The rapid rise in U.S. interest rates is one of the main reasons many currencies have lost value this year. The strength of the country’s economy means the Reserve Bank of India hasn’t been under pressure to cut interest rates.

India’s benchmark rate is 6.5% and its 10-year government bond yields are even higher, so there is still an argument for investors to keep their money in Indian assets even though U.S. government bonds are offering their highest returns in years. The Reserve Bank of India’s main tool is the repo rate, the level at which it lends money to commercial banks.

A popular trade is to borrow Japanese yen and buy Indian rupees, said Wei Li, a portfolio manager at BNP Paribas Asset Management.
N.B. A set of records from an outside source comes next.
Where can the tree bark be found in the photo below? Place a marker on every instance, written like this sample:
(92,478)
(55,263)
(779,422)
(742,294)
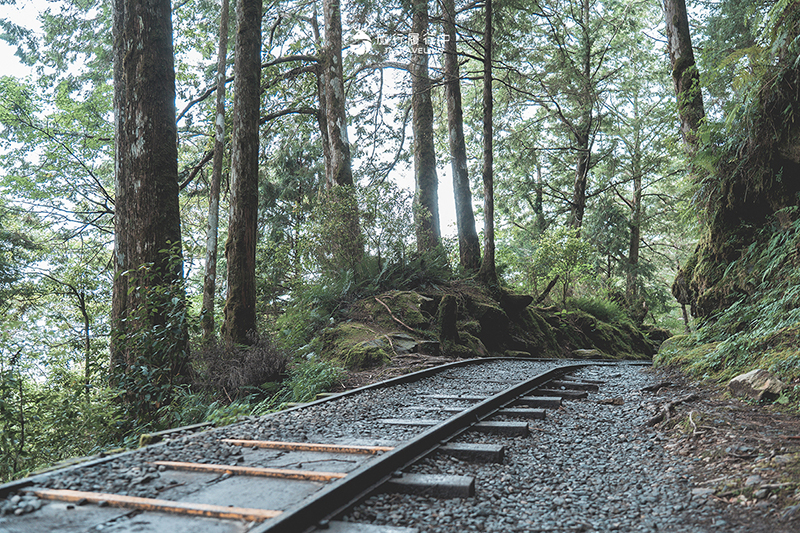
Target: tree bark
(488,271)
(240,249)
(578,204)
(347,241)
(583,129)
(426,191)
(632,278)
(685,75)
(210,278)
(468,246)
(339,171)
(146,218)
(538,206)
The rupee has strengthened by around 12% against the yen this year.

Foreign portfolio managers have also made big bets on India’s stock market, investing a net $12.3 billion into India this year through mid-November.

The MSCI India index, which tracks around 85% of the country’s listed stocks, is up more than 8% this year. Foreign investors can bet on the index through exchange-traded funds such as the iShares MSCI India ETF, which has more than $6 billion of assets under management.

Foreign demand for Indian stocks has been helped by a growing desire among some investors to reduce exposure to China.

It isn’t all good news. Some investors have recently pulled out of the stock market, which trades at more expensive price-to-earnings multiples than many other emerging markets. Foreign direct investment in the country has also been relatively weak this year.

The rupee has also been one of the few currencies not to benefit from a recent weakening of the dollar. Investors are betting that the Federal Reserve is finally ready to draw the curtain on its cycle of interest rate increases, and 10-year Treasury yields have fallen sharply over the last month. The Japanese yen, the Chinese yuan and the South African rand have all gained ground against the dollar over that period, while the rupee has barely moved.But there are more positives on the horizon. Indian government bonds are set to be added to some of JPMorgan’s indexes, meaning investors who track the indexes will need to hold more of them. Analysts expect the change to lead to as much as $30 billion of additional foreign investment into India’s bond market.